The BBC, during their main news programme of the day, has just broadcast the graphic mobile phone footage of Gaddafi being first detained, and then seemingly killed in cold blood. It climaxed with a lingering shot of Gaddafi’s bloodied and lifeless face.
I’m not here concerned with the morality of his killing, beyond observing that there is a difference between the actions of an amateur army made up of those directly at the sharp end of a dictator’s brutality, and the planned summary execution of Bin Laden by trained US marines. So I would hesitate to condemn Gaddafi’s killing in quite the straightforward way that I did Bin Laden’s. Rather, I’m interested here in the reporting, and in particular the broadcasting of that video footage.
There seem to be two fundamental positions. On the one hand, there is the view that showing such graphic and violent imagery dehumanises the viewer as much as the person taking the video. It is unnecessary and merely sensationalist prurience, appealing to all our basest and most primitive instincts. On the other is the claim that we need, indeed have a moral duty, to be exposed to the reality of what’s being done in our name. War is too sanitised, and we too easily forget what it really means, and perhaps too easily acquiesce in its commission. We require our noses to be rubbed in all its violent and disturbing reality.

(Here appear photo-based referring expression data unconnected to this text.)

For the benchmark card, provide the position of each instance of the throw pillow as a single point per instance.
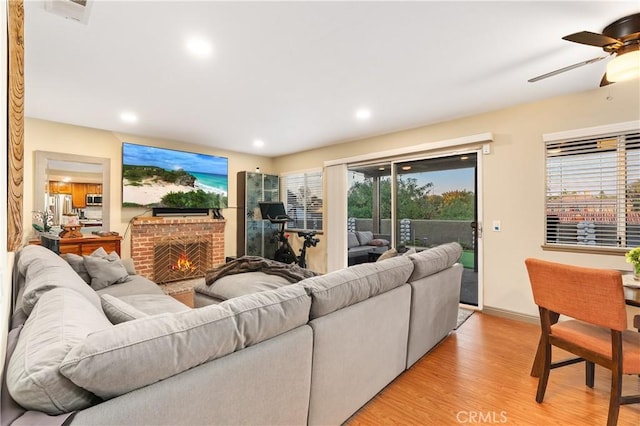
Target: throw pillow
(378, 242)
(387, 255)
(409, 252)
(77, 264)
(118, 310)
(105, 269)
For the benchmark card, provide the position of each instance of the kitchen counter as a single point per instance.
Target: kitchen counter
(90, 222)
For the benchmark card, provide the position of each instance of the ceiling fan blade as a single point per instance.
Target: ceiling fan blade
(591, 39)
(565, 69)
(604, 81)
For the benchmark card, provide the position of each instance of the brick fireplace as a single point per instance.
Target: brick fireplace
(166, 249)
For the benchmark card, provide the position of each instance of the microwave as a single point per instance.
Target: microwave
(94, 199)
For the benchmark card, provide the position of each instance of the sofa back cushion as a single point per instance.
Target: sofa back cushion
(137, 353)
(43, 271)
(436, 259)
(345, 287)
(60, 320)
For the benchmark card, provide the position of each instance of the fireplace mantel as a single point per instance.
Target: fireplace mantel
(146, 231)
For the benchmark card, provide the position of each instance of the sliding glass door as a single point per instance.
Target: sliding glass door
(436, 203)
(418, 204)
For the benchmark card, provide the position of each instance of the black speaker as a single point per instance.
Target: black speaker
(52, 242)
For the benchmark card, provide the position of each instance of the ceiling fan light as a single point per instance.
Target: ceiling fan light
(624, 67)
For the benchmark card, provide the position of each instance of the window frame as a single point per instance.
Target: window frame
(307, 222)
(619, 131)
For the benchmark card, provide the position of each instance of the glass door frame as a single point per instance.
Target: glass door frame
(479, 208)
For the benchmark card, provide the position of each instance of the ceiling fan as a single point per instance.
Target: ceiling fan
(621, 38)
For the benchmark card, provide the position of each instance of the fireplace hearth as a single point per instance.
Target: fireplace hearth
(167, 249)
(181, 258)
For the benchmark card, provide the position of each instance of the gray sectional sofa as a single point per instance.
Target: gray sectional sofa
(313, 352)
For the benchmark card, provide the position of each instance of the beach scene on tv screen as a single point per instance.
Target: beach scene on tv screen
(158, 177)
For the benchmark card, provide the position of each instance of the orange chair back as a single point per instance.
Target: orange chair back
(587, 294)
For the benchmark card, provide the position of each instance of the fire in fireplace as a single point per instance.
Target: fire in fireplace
(183, 264)
(181, 258)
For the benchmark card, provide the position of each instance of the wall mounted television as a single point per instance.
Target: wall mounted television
(173, 181)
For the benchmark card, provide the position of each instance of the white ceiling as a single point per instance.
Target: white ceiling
(293, 73)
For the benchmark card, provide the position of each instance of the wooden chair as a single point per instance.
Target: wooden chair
(596, 333)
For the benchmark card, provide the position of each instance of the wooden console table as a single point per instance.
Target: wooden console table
(87, 245)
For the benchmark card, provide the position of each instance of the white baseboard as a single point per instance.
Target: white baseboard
(511, 315)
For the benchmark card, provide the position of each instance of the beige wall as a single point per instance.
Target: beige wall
(513, 176)
(43, 135)
(513, 179)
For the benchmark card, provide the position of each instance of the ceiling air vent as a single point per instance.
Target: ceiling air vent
(77, 10)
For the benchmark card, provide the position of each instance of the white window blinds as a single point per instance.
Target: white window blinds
(304, 200)
(593, 191)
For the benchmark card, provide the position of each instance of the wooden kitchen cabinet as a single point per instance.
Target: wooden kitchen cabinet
(58, 187)
(79, 195)
(94, 188)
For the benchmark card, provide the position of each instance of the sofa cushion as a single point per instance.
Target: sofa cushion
(352, 240)
(77, 264)
(153, 304)
(137, 353)
(62, 319)
(105, 269)
(345, 287)
(118, 310)
(430, 261)
(392, 252)
(137, 284)
(43, 271)
(364, 237)
(236, 285)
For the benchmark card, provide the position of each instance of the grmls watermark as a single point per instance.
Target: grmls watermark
(485, 417)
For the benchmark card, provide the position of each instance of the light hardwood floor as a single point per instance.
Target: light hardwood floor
(480, 375)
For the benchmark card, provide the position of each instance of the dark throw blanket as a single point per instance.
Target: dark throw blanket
(291, 272)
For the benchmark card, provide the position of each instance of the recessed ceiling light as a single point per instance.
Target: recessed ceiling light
(199, 47)
(128, 117)
(363, 114)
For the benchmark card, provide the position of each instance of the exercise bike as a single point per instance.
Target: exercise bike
(285, 253)
(275, 213)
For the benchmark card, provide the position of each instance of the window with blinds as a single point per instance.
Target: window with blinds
(593, 191)
(304, 200)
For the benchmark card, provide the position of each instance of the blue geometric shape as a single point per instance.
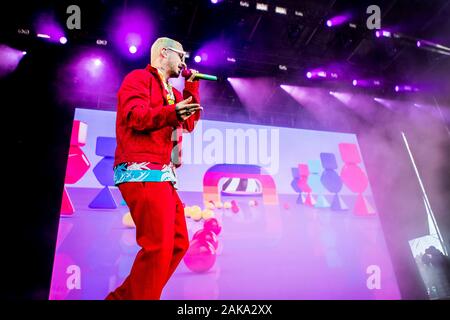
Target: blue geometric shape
(331, 181)
(328, 160)
(314, 166)
(104, 200)
(106, 146)
(103, 171)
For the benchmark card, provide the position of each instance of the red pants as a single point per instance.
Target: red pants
(161, 231)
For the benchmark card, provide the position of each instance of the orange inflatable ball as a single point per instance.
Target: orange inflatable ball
(209, 205)
(127, 220)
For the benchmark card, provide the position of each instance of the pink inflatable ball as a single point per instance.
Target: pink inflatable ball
(212, 224)
(200, 257)
(206, 235)
(234, 207)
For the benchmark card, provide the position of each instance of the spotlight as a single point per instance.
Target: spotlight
(280, 10)
(262, 6)
(97, 62)
(132, 49)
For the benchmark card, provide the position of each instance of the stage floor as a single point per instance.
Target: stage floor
(284, 251)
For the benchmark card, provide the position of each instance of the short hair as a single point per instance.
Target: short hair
(160, 43)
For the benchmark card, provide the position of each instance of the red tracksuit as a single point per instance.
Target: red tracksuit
(144, 126)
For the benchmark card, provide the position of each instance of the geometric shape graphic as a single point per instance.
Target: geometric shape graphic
(331, 180)
(241, 187)
(66, 205)
(305, 195)
(316, 185)
(103, 171)
(79, 133)
(355, 178)
(247, 171)
(77, 165)
(104, 200)
(105, 146)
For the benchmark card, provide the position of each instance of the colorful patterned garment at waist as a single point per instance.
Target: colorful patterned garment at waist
(144, 172)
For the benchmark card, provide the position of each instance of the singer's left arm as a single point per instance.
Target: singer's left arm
(191, 88)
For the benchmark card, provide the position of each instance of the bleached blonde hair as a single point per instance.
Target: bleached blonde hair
(160, 43)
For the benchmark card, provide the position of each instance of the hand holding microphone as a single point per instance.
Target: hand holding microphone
(184, 109)
(192, 75)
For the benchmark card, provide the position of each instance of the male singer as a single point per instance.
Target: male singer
(151, 116)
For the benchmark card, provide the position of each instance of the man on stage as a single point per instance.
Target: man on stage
(151, 116)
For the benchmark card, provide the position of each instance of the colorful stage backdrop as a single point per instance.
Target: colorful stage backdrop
(296, 209)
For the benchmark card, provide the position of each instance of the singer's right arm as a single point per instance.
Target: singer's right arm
(136, 107)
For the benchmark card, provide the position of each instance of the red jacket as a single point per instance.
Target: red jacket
(145, 121)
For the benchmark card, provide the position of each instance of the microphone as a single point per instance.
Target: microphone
(186, 73)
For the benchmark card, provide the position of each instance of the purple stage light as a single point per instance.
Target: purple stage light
(132, 49)
(47, 27)
(9, 59)
(338, 20)
(133, 31)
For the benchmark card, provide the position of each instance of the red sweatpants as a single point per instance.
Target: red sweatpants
(161, 232)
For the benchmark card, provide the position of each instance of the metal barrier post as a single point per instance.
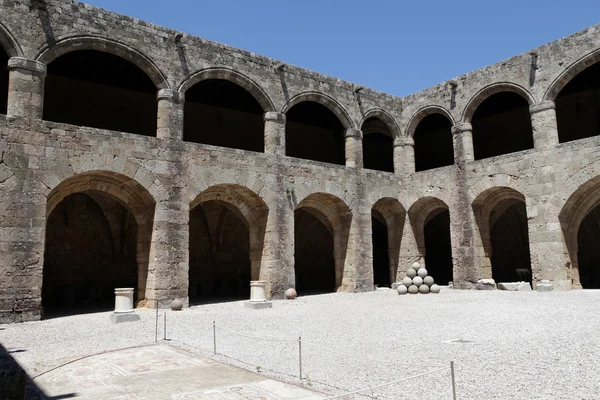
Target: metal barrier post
(453, 381)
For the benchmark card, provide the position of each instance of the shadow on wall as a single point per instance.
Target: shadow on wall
(15, 384)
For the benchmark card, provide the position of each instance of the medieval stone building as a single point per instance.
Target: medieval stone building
(132, 155)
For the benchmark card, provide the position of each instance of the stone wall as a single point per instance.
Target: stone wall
(160, 179)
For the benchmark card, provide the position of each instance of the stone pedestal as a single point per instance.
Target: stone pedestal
(124, 306)
(258, 299)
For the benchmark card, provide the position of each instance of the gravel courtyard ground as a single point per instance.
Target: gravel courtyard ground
(505, 345)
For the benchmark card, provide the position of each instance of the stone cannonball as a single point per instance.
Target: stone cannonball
(417, 281)
(291, 294)
(428, 280)
(176, 305)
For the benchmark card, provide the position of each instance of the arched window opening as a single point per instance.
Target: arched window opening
(588, 253)
(313, 132)
(220, 265)
(100, 90)
(501, 125)
(438, 249)
(378, 146)
(314, 262)
(433, 143)
(381, 259)
(91, 247)
(3, 81)
(221, 113)
(511, 261)
(578, 106)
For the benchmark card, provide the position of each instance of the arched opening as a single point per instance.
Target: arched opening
(313, 132)
(100, 90)
(433, 143)
(578, 106)
(588, 245)
(314, 261)
(219, 112)
(381, 259)
(90, 249)
(501, 125)
(3, 81)
(438, 248)
(378, 145)
(219, 253)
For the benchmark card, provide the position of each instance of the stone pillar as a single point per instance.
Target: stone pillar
(543, 124)
(26, 88)
(463, 143)
(354, 154)
(274, 133)
(169, 123)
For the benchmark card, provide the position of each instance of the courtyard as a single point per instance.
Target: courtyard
(517, 345)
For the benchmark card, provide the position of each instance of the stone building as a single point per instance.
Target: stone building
(132, 155)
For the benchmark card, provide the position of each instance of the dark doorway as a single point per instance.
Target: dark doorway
(3, 81)
(511, 261)
(438, 249)
(502, 125)
(588, 240)
(381, 260)
(578, 106)
(433, 143)
(313, 132)
(219, 253)
(378, 146)
(221, 113)
(314, 262)
(100, 90)
(91, 246)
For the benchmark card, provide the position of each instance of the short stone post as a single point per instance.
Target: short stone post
(124, 306)
(354, 153)
(258, 298)
(544, 126)
(169, 123)
(26, 88)
(463, 143)
(274, 133)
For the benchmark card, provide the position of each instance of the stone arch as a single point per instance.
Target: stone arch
(392, 214)
(569, 73)
(417, 117)
(69, 44)
(252, 210)
(233, 76)
(325, 100)
(9, 43)
(111, 188)
(336, 216)
(490, 90)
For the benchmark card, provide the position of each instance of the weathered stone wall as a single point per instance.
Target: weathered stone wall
(159, 179)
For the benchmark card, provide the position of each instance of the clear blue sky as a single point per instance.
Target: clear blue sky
(395, 46)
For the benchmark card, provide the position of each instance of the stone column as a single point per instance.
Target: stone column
(354, 154)
(26, 88)
(169, 123)
(463, 142)
(543, 124)
(274, 133)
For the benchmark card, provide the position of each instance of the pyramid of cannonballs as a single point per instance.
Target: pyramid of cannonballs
(417, 280)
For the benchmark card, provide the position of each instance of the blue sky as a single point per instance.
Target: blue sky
(395, 46)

I genuinely do not know what I think about this. I can see powerful arguments in both directions. I have a strong suspicion that we do too easily protect ourselves from realities we’d rather not face. But I also worry about the thirst we seem to have to see the blood, to treat the world as if it were a horror film or a video game.
I can only leave you to draw your own conclusions, and come to your own rapprochement between these two legitimate positions. But one thing I do know. It is not necessary, nor is it proper or civilised or acceptable to print, as the distasteful and ever-repugnant Sun has done, a full-page photograph of Gaddafi’s half-blown-off face along with the headline, “That’s for Lockerbie”.